See how the first paragraph of dialogue ends open, without closing the quotation? This is because your character is going to continue speaking in the next paragraph. In the new paragraph, begin with another open quotation mark. When your character has finished speaking, you close the quotations as in the end of the second paragraph.
When you have multiple characters speaking, always start a new paragraph to indicate a new speaker. If you have any descriptions of a character’s actions along with their dialogue, keep it in the same paragraph. This helps to avoid confusing the reader. You will also notice that characters’ actions can be used in place of speech tags to let the reader know who is speaking.

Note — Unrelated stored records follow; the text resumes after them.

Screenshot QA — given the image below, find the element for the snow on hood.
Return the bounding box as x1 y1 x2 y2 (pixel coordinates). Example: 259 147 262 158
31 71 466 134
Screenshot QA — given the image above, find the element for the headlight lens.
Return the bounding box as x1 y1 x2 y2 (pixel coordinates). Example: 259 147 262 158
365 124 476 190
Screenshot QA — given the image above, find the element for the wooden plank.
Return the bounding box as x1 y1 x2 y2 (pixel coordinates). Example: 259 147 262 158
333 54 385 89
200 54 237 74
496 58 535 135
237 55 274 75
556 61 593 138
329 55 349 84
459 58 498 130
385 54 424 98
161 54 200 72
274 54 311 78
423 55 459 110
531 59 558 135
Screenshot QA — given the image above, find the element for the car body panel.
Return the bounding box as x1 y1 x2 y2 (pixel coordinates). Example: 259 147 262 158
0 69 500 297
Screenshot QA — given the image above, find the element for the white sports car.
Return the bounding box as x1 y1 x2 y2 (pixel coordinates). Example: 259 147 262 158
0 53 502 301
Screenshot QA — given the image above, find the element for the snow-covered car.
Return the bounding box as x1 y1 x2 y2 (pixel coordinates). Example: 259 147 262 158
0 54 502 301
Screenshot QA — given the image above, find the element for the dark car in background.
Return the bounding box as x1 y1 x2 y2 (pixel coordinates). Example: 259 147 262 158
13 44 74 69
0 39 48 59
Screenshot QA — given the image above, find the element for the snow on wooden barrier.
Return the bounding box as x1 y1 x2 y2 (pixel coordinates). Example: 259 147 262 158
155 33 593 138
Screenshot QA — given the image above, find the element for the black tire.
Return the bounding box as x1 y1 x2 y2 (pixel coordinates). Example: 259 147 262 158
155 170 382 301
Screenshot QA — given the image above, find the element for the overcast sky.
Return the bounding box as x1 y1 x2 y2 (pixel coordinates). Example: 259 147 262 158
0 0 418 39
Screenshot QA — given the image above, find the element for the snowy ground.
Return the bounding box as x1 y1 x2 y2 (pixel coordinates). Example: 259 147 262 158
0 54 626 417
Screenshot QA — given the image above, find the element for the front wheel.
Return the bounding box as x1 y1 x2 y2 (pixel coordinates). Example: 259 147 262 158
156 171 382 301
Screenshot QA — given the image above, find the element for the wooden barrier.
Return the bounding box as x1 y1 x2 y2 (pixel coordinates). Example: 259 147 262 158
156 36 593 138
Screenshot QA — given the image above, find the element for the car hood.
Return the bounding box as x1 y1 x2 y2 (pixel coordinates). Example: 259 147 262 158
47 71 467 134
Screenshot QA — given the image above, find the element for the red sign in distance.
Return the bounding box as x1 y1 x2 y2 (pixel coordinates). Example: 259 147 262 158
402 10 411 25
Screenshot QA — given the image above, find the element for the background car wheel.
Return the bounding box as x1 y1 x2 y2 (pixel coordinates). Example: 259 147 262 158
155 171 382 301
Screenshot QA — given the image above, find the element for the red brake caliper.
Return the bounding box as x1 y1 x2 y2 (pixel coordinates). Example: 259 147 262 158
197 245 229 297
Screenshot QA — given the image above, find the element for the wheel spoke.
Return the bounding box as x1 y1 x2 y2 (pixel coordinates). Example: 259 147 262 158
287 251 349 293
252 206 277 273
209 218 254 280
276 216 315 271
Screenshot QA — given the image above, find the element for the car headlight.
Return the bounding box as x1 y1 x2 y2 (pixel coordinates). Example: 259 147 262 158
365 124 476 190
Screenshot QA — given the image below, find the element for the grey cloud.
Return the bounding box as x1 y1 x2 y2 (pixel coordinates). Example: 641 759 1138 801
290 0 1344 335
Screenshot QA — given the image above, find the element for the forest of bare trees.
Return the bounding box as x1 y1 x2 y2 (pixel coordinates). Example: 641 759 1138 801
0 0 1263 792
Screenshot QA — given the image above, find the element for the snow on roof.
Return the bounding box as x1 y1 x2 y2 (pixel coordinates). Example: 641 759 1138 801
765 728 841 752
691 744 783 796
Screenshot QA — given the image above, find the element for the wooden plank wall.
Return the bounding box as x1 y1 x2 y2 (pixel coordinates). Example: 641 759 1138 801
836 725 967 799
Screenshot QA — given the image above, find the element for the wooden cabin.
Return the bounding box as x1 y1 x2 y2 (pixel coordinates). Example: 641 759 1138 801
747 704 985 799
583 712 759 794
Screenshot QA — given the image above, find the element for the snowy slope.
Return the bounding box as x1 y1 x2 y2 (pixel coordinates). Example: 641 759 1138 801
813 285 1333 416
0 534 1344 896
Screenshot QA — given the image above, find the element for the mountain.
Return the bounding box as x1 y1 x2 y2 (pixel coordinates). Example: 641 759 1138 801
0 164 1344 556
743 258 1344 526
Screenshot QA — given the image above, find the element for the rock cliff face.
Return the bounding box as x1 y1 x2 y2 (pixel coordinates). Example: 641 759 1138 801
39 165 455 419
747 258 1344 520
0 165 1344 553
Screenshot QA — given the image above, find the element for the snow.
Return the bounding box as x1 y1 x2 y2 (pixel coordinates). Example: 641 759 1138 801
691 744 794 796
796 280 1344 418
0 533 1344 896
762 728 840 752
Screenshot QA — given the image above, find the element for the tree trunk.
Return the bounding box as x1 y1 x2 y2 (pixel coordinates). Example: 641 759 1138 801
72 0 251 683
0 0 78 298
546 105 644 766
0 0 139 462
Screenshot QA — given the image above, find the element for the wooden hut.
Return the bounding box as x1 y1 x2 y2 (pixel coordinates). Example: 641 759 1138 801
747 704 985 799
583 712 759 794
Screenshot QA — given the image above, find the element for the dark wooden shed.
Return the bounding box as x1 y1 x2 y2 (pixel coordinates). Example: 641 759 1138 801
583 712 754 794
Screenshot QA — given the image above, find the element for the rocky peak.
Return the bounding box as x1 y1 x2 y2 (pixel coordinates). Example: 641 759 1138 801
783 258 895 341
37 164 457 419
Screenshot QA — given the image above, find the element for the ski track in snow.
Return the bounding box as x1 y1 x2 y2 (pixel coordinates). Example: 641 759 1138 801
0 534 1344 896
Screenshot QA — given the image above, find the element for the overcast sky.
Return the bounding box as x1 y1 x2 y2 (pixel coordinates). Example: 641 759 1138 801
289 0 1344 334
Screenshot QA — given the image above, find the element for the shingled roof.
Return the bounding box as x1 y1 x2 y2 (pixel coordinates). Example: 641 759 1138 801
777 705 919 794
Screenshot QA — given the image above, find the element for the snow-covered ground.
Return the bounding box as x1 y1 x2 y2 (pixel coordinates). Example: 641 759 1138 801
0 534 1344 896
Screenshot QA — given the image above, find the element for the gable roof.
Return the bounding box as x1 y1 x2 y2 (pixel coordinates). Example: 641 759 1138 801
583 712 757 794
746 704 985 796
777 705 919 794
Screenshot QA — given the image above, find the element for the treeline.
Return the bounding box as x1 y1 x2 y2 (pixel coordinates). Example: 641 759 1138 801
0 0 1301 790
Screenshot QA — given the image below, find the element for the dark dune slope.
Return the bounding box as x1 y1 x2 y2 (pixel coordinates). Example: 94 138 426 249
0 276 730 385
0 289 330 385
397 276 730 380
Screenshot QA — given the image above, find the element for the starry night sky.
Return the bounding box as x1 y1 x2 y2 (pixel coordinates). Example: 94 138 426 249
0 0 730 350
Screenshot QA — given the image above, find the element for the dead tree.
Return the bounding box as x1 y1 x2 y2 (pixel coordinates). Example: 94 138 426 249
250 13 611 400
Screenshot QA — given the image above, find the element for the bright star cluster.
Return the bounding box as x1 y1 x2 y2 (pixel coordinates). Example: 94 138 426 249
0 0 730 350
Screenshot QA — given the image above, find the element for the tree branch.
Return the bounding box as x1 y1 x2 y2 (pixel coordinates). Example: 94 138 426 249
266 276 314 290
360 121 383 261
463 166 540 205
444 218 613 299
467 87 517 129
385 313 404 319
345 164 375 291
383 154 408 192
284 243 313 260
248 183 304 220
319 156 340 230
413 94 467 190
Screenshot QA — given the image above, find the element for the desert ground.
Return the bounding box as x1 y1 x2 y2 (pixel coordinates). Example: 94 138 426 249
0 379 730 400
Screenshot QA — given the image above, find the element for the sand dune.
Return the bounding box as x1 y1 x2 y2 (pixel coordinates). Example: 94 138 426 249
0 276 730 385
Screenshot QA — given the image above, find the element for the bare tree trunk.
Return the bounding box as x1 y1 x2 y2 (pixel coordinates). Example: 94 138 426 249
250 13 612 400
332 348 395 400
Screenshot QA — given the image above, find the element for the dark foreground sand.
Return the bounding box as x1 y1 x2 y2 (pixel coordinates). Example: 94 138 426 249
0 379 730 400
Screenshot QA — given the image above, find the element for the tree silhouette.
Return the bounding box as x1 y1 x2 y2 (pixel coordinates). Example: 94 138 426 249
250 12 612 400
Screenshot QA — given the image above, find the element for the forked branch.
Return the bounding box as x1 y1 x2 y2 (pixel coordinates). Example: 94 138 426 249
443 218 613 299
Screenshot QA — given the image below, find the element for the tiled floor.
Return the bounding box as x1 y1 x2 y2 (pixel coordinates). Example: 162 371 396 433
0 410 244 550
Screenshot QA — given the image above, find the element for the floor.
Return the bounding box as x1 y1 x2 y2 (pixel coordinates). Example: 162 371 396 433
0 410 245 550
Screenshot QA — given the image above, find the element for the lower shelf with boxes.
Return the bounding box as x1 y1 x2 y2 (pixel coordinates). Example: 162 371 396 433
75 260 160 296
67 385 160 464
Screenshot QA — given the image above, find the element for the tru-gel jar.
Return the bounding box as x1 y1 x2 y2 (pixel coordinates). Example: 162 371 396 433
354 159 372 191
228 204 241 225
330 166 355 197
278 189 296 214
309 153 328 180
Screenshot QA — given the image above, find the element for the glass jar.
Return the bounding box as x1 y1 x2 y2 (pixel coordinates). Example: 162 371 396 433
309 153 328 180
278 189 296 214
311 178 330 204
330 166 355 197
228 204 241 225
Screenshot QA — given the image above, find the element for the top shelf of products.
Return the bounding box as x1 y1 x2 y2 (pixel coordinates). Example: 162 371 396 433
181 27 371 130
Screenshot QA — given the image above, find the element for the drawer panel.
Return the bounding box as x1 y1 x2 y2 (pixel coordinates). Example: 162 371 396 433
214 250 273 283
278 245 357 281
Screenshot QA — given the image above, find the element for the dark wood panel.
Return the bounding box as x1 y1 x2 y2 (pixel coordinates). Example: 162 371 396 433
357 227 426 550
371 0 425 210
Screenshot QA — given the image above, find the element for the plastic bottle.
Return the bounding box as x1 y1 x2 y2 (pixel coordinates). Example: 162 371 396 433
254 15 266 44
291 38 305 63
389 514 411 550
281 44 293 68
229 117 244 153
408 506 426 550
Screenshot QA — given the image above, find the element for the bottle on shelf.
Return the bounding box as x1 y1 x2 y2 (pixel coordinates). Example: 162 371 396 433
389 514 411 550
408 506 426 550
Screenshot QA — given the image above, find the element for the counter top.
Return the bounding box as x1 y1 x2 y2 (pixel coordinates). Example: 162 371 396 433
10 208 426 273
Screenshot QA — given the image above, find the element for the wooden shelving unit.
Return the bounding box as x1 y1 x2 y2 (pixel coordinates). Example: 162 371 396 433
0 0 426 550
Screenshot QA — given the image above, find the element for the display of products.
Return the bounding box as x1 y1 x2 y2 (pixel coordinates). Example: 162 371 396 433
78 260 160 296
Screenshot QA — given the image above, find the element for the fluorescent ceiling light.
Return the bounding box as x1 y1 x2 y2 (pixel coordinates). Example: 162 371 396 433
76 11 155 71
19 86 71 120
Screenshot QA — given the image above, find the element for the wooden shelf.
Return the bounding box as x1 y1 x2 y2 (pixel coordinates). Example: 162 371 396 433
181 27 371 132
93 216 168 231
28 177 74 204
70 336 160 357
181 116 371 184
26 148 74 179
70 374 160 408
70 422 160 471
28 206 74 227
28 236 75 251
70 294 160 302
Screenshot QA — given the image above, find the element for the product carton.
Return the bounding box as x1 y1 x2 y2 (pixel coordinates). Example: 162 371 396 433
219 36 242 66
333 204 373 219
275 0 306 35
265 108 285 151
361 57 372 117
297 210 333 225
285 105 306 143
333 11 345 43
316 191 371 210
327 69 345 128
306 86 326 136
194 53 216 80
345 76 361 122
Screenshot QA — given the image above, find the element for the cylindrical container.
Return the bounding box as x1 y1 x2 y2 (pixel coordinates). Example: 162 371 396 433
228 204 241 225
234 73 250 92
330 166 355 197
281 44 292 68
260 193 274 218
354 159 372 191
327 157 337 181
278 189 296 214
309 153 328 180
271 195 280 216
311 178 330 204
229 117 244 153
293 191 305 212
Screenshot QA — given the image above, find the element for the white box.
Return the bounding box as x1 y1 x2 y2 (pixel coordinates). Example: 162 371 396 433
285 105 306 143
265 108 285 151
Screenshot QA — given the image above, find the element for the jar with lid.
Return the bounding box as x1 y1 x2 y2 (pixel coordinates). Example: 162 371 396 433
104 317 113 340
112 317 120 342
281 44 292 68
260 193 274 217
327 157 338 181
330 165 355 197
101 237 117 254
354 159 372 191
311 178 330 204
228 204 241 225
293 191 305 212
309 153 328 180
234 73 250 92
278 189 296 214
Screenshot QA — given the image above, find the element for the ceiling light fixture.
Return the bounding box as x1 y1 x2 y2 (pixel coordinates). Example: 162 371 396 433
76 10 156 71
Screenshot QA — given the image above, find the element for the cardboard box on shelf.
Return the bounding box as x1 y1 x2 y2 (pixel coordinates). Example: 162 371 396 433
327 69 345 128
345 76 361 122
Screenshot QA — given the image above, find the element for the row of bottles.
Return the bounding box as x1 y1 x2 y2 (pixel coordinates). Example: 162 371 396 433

“You do have a plan.” Amy paused and glanced at the Doctor. “Don’t you?”
The Doctor shrugged. “No. It’s a thing, it’s like a plan but there’s more greyness.”
“You do have a plan.” Amy paused and glanced at the Doctor. “Don’t you?” The Doctor shrugged.
“No. It’s a thing, it’s like a plan but there’s more greyness.”
Dialogue can be confusing at first, but with practice it will become instinctive. I don’t even pause anymore to think about punctuation and formatting while writing. And now that you know how to handle all the tricky bits you can go forth and conquer it yourself!